KPMG rocked by South African corruption scandal

KPMG’s South African branch has come under fire after becoming caught up in a growing corruption scandal surrounding one of the country’s most influential families, the Guptas

KPMG’s South African branch has come under fire and suffered a severe reputational hit after becoming caught up in a growing corruption scandal surrounding one of the country’s most powerful families, the Guptas.

KPMG is accused of facilitating the Gupta family in tax evasion and corruption. While the firm denies any wrongdoing, it admits to missing several “red flags” in relation to the family’s accounts. At least eight senior KPMG South Africa officials have resigned in the wake of the scandal, including CEO Trevor Hoole.

The Gupta family, once called South Africa’s “shadow government” by former General Secretary of the Congress of South African Trade Unions Zwelinzima Vavi, is a very wealthy and politically influential family with close ties to South African president Jacob Zuma. It is alleged that the family exerts undue influence over government policies and dictates high level governmental appointments in exchange for commercial opportunities.

The family’s empire ranges across multiple sectors, including technology and mining. No strangers to scandal, a campaign for a Gupta family company brought down PR company Bell Pottinger earlier this year, following accusations of a racially divisive campaign.

KPMG audited Gupta companies for 15 years, finally terminating the relationship in 2016 amid growing concerns about the family’s links to Zuma. In a statement KPMG said: “KPMG South Africa regrets that its association with the Guptas and their business entities went on for far too long.”

One corruption allegation against the family relates to the 2013 wedding of Vega Gupta, which was allegedly funded with R30-million of taxpayers’ money. This was purportedly done though funnelling funds intended for poor Free State farmers through Dubai and then repatriating to South Africa through the Gupta’s company Linkway Trading Pty Ltd. The Guptas allegedly claimed these as business expenses and did not pay any income tax.

As auditors of Linkway, KPMG failed to recognise any wrongdoing. Furthermore, four KPMG partners attended the Gupta wedding.

KPMG conceded that audits of Gupta companies: “fell well short of the quality expected, and that the audit teams failed to apply sufficient professional scepticism and to comply fully with auditing standards”, particularly in relation to the company Linkway Trading Pty Ltd.

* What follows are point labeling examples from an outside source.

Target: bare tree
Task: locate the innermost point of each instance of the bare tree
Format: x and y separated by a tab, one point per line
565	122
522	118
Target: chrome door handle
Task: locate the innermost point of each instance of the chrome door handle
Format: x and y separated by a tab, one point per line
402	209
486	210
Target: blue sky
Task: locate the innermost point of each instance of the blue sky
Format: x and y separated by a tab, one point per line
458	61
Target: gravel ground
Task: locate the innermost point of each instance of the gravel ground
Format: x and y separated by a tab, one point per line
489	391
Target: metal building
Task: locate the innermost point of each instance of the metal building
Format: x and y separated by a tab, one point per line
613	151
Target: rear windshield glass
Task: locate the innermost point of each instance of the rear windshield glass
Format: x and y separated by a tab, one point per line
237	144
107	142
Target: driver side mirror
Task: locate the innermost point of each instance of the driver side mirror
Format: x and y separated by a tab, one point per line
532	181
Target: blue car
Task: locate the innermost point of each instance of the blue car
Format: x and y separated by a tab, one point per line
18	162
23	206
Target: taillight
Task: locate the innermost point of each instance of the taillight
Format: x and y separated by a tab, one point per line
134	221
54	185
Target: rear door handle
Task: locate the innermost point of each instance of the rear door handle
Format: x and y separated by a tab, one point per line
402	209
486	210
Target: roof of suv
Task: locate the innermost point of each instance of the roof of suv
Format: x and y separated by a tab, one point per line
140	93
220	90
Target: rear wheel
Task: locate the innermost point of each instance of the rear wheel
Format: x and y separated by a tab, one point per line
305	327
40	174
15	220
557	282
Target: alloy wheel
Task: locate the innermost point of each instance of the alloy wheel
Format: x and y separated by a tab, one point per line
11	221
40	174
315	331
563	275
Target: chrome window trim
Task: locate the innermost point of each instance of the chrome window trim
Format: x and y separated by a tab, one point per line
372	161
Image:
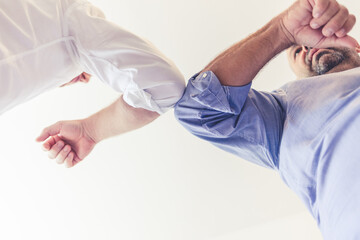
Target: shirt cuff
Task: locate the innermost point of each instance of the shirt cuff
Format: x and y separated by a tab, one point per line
210	93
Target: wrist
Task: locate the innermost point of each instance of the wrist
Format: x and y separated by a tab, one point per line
284	35
89	129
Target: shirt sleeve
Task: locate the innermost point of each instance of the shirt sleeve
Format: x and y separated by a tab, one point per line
126	62
238	120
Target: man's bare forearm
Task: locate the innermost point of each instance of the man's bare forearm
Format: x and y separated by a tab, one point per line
239	65
116	119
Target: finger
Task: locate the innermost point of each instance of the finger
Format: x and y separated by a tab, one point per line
336	23
69	160
63	154
49	131
320	7
55	149
330	12
50	142
348	25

Firm policy dictates annual re-assessment of clients, and it is unclear why the Gupta family’s dealings were not better scrutinised. KPMG said: “In relation to the Guptas, over a number of years this process lacked the necessary rigour.”

It is also alleged that KPMG facilitated the Guptas’ tax evasion and corruption. One allegation relates to KPMG’s involvement in the valuation of Oakbay Resources and Energy Limited (ORE) in 2014 at the time of its listing, where it has been alleged that the share price was fixed. KPMG claims it’s involvement did not include providing a valuation.

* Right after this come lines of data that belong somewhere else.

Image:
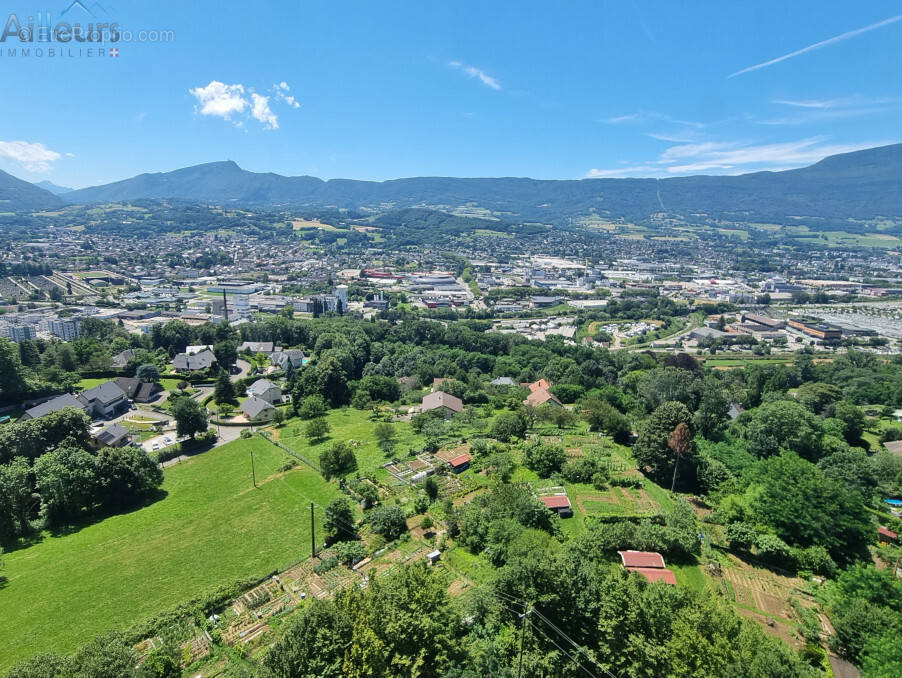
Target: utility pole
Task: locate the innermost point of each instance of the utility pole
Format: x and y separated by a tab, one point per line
312	532
522	634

Another allegation is based on the firm’s involvement in the Gupta’s interest in acquiring the Optimum Coal Mine (OCM) from Glencore. KPMG claims that it provided “limited transaction support services” but admits that “during the course of the engagement KPMG South Africa became aware of information which called into question the integrity of the Guptas” which was “not adequately dealt with by a number of senior leaders in the firm and was not taken into account when assessing whether to continue to perform work for the Gupta group.”

Another charge levelled against KPMG relates to a problematic report produced by the firm for South African Revenue Service (SARS). The report claimed that a rogue spy unit was operating within SARS, which led to the removal of finance minister Pravin Gordhan, on the grounds that he should have known about (or was involved with) the rogue unit. Since the findings were deemed incorrect, SARS is pushing for KPMG to be blacklisted from all government business.

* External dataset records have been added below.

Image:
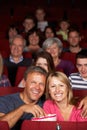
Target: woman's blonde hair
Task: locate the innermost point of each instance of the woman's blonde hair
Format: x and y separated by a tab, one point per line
1	65
63	78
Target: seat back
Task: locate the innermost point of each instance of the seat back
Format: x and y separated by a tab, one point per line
35	125
69	56
4	125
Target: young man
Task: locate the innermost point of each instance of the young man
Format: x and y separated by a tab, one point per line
17	107
79	79
16	58
74	39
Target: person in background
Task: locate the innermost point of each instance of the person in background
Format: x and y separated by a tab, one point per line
44	60
33	41
16	58
74	39
28	23
12	32
79	80
49	32
64	28
54	47
15	108
40	16
59	99
4	81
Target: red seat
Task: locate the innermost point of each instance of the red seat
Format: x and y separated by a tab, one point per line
4	125
20	74
80	93
27	55
69	56
35	125
9	90
51	125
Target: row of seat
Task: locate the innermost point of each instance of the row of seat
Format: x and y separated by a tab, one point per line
47	125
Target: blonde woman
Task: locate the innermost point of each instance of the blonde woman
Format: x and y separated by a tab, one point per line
59	98
4	81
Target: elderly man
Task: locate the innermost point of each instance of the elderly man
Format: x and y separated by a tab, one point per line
16	58
26	104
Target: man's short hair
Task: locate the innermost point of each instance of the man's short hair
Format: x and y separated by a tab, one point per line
33	69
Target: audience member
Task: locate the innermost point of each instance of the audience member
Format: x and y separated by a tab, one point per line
28	23
12	32
44	60
16	58
79	80
74	39
4	81
49	32
64	28
17	107
40	16
54	47
59	95
33	41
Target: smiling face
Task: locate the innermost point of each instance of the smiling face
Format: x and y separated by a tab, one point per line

KPMG responded: “We recognise and regret the impact [the SARS report] has had. KPMG South Africa had no political motivation or intent to mislead.”

Nhlamu Dlomu, the new CEO of KPMG South Africa, commented: “This has been a painful period and the firm has fallen short of the standards we set for ourselves, and that the public rightly expects from us. I want to apologise to the public, our people and clients for the failings that have been identified by the investigation.”

“It is important to emphasise that these events do not represent KPMG, our people or the values we have adhered to over decades of committed client service. My pledge and promise to the country is that we can and will regain the public’s confidence.”

As a result of the scandal KPMG have lost several audit contracts in South Africa, with even more companies considering severing ties. The firm is under investigation by South African regulatory body IRBA and risks being removed from the country’s auditors’ register, which would have a disastrous effect on its African business.

The FRC recently closed an investigation into KPMG’s audit of HBOS.